The diameter of a convex region is the greatest distance between any pair of points in the region. The least width of a 2D convex region can be defined as the least distance between any pair of parallel lines that touch the region.
Given a positive integer $n$, can every 2D convex region $C$ be divided into $n$ convex pieces, all of the same diameter? The pieces ought to be non-degenerate and have finite area.
If the answer to 1 is yes, how does one minimize the common diameter of the $n$ pieces?
For any $n$, can any $C$ be divided into $n$ convex nondegenerate pieces, all of the same least width?
If 4 has a "yes" answer, how does one maximize the common least width of the $n$ pieces?
These questions have obvious analogs in higher dimensions and other geometries.
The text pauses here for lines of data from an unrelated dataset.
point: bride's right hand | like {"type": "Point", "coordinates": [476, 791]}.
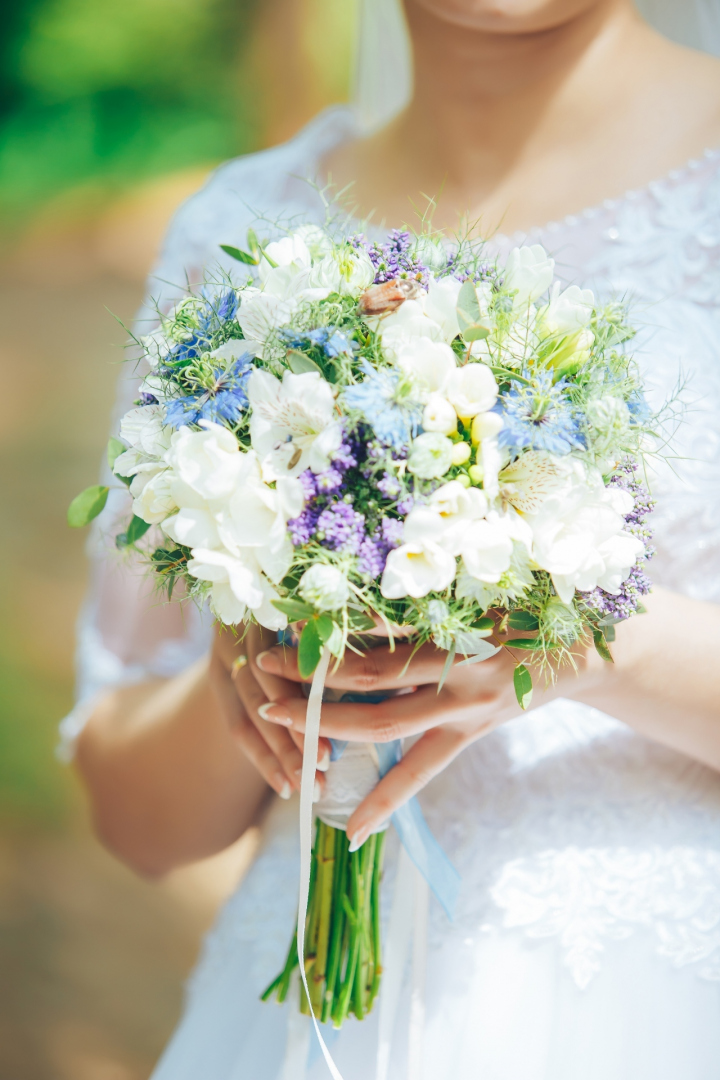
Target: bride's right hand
{"type": "Point", "coordinates": [242, 690]}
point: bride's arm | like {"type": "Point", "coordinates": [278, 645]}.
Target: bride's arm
{"type": "Point", "coordinates": [665, 683]}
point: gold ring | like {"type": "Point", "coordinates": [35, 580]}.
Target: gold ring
{"type": "Point", "coordinates": [238, 664]}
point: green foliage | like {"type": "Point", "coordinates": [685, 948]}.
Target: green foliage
{"type": "Point", "coordinates": [86, 505]}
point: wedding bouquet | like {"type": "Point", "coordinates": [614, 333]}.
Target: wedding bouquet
{"type": "Point", "coordinates": [393, 434]}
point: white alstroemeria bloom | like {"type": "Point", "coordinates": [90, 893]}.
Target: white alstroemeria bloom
{"type": "Point", "coordinates": [580, 538]}
{"type": "Point", "coordinates": [324, 586]}
{"type": "Point", "coordinates": [420, 565]}
{"type": "Point", "coordinates": [238, 586]}
{"type": "Point", "coordinates": [153, 497]}
{"type": "Point", "coordinates": [442, 306]}
{"type": "Point", "coordinates": [439, 415]}
{"type": "Point", "coordinates": [431, 455]}
{"type": "Point", "coordinates": [294, 424]}
{"type": "Point", "coordinates": [472, 389]}
{"type": "Point", "coordinates": [208, 462]}
{"type": "Point", "coordinates": [145, 430]}
{"type": "Point", "coordinates": [406, 326]}
{"type": "Point", "coordinates": [429, 364]}
{"type": "Point", "coordinates": [569, 311]}
{"type": "Point", "coordinates": [529, 273]}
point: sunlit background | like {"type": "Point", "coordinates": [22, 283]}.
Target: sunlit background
{"type": "Point", "coordinates": [111, 112]}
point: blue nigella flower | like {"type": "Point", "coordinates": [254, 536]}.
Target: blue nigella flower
{"type": "Point", "coordinates": [539, 417]}
{"type": "Point", "coordinates": [333, 341]}
{"type": "Point", "coordinates": [225, 402]}
{"type": "Point", "coordinates": [394, 423]}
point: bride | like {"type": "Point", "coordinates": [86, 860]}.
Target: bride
{"type": "Point", "coordinates": [586, 942]}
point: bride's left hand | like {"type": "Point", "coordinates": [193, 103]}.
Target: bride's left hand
{"type": "Point", "coordinates": [474, 700]}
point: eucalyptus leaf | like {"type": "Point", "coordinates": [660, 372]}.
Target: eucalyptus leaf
{"type": "Point", "coordinates": [114, 449]}
{"type": "Point", "coordinates": [86, 505]}
{"type": "Point", "coordinates": [300, 364]}
{"type": "Point", "coordinates": [522, 684]}
{"type": "Point", "coordinates": [236, 253]}
{"type": "Point", "coordinates": [310, 649]}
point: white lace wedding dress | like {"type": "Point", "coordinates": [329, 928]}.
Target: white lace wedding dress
{"type": "Point", "coordinates": [586, 945]}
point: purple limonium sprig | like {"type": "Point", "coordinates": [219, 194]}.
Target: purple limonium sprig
{"type": "Point", "coordinates": [637, 584]}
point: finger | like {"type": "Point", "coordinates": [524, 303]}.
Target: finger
{"type": "Point", "coordinates": [394, 718]}
{"type": "Point", "coordinates": [428, 757]}
{"type": "Point", "coordinates": [375, 670]}
{"type": "Point", "coordinates": [254, 746]}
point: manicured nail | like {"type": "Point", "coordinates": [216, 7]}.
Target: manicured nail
{"type": "Point", "coordinates": [324, 763]}
{"type": "Point", "coordinates": [277, 717]}
{"type": "Point", "coordinates": [358, 839]}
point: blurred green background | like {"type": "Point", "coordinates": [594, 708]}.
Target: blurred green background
{"type": "Point", "coordinates": [111, 112]}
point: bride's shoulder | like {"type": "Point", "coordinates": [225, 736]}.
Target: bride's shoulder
{"type": "Point", "coordinates": [270, 185]}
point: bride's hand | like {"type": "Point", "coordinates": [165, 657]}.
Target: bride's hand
{"type": "Point", "coordinates": [474, 700]}
{"type": "Point", "coordinates": [242, 690]}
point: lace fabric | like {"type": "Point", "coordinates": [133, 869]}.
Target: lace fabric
{"type": "Point", "coordinates": [589, 856]}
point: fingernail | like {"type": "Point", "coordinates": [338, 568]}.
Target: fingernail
{"type": "Point", "coordinates": [358, 839]}
{"type": "Point", "coordinates": [279, 716]}
{"type": "Point", "coordinates": [324, 763]}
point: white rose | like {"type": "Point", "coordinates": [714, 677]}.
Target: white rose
{"type": "Point", "coordinates": [442, 306]}
{"type": "Point", "coordinates": [431, 455]}
{"type": "Point", "coordinates": [472, 389]}
{"type": "Point", "coordinates": [207, 461]}
{"type": "Point", "coordinates": [428, 363]}
{"type": "Point", "coordinates": [580, 538]}
{"type": "Point", "coordinates": [529, 273]}
{"type": "Point", "coordinates": [439, 415]}
{"type": "Point", "coordinates": [325, 588]}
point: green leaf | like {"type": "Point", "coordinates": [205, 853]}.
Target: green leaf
{"type": "Point", "coordinates": [522, 684]}
{"type": "Point", "coordinates": [86, 505]}
{"type": "Point", "coordinates": [136, 529]}
{"type": "Point", "coordinates": [241, 256]}
{"type": "Point", "coordinates": [114, 449]}
{"type": "Point", "coordinates": [469, 313]}
{"type": "Point", "coordinates": [522, 620]}
{"type": "Point", "coordinates": [310, 649]}
{"type": "Point", "coordinates": [601, 646]}
{"type": "Point", "coordinates": [300, 364]}
{"type": "Point", "coordinates": [525, 643]}
{"type": "Point", "coordinates": [295, 610]}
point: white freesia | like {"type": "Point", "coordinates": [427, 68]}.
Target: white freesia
{"type": "Point", "coordinates": [580, 538]}
{"type": "Point", "coordinates": [294, 424]}
{"type": "Point", "coordinates": [529, 273]}
{"type": "Point", "coordinates": [431, 455]}
{"type": "Point", "coordinates": [428, 363]}
{"type": "Point", "coordinates": [472, 389]}
{"type": "Point", "coordinates": [569, 311]}
{"type": "Point", "coordinates": [421, 564]}
{"type": "Point", "coordinates": [439, 415]}
{"type": "Point", "coordinates": [325, 588]}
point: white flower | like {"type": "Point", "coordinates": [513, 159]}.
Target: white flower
{"type": "Point", "coordinates": [580, 538]}
{"type": "Point", "coordinates": [428, 363]}
{"type": "Point", "coordinates": [442, 306]}
{"type": "Point", "coordinates": [570, 311]}
{"type": "Point", "coordinates": [431, 455]}
{"type": "Point", "coordinates": [472, 389]}
{"type": "Point", "coordinates": [153, 498]}
{"type": "Point", "coordinates": [208, 462]}
{"type": "Point", "coordinates": [439, 415]}
{"type": "Point", "coordinates": [324, 586]}
{"type": "Point", "coordinates": [529, 273]}
{"type": "Point", "coordinates": [294, 424]}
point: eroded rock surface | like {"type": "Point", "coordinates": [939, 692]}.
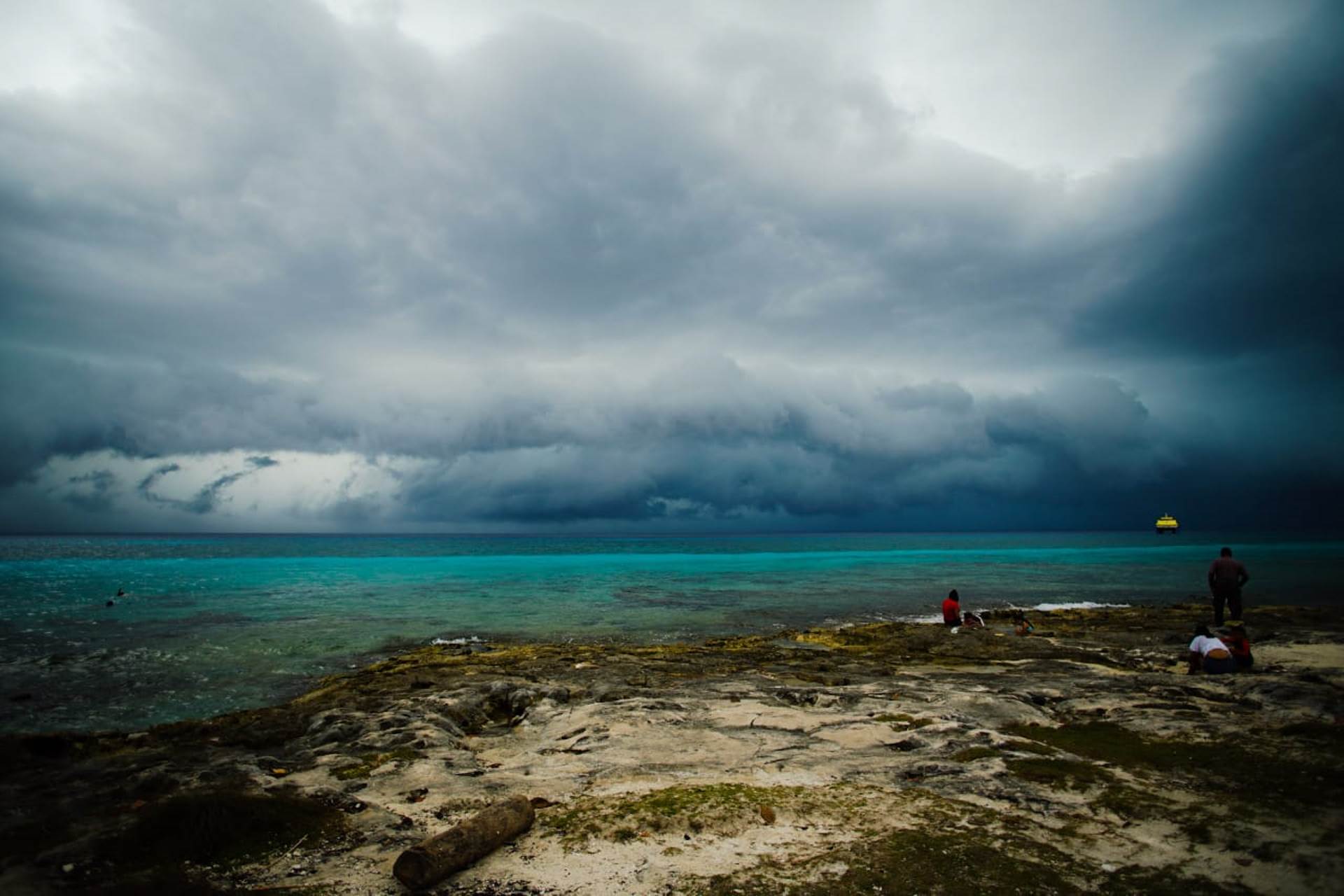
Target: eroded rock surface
{"type": "Point", "coordinates": [891, 757]}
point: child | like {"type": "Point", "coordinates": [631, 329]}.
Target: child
{"type": "Point", "coordinates": [1209, 653]}
{"type": "Point", "coordinates": [952, 610]}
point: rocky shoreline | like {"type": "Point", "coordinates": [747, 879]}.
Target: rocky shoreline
{"type": "Point", "coordinates": [890, 758]}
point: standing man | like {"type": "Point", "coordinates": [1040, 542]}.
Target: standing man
{"type": "Point", "coordinates": [1226, 578]}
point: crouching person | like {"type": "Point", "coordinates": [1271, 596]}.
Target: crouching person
{"type": "Point", "coordinates": [1209, 654]}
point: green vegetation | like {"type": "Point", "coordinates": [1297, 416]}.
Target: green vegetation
{"type": "Point", "coordinates": [689, 809]}
{"type": "Point", "coordinates": [972, 754]}
{"type": "Point", "coordinates": [1234, 771]}
{"type": "Point", "coordinates": [1059, 774]}
{"type": "Point", "coordinates": [905, 720]}
{"type": "Point", "coordinates": [372, 761]}
{"type": "Point", "coordinates": [917, 862]}
{"type": "Point", "coordinates": [1132, 805]}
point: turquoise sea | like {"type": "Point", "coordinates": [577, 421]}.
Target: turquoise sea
{"type": "Point", "coordinates": [213, 624]}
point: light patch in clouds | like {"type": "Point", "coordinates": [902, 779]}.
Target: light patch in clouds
{"type": "Point", "coordinates": [568, 269]}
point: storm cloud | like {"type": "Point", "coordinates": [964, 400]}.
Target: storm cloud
{"type": "Point", "coordinates": [281, 266]}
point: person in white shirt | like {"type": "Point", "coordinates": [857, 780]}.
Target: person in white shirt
{"type": "Point", "coordinates": [1209, 654]}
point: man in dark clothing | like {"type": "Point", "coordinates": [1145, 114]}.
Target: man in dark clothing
{"type": "Point", "coordinates": [1226, 578]}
Note added on 15th November 2020: As I have just come to know, both question 1 and 3 (existence of partitions into n pieces all of same diameter and into n pieces all of equal least width) have affirmative answers. Partitions that equalize both diameter and least width among n pieces exist at least for prime power n. These follow from the work of Avvakumov, Akopyan and Karasev: Convex fair partitions into an arbitrary number of pieces.
Note added on January 8th, 2024: If we refer to the two 'width-determining' parallel lines touching C as $l_1$ and $l_2$, it appears that for any line $l$ that passes through C and is parallel to $l_1$ and $l_2$, the widths of the resulting pieces will be the perpendicular distances from $l$ to $l_1$ and $l_2$ respectively - so to achieve some partition of C into $n$ pieces all of same width we need only $n-1$ equally spaced parallel cuts. But, to maximize the common width seems a lot harder. As for partition into pieces that are of equal diameter, one can 'cheat' with many degenerate (zero width) pieces all with diameter equal to the diameter of C itself - again minimizing the common diameter looks much harder.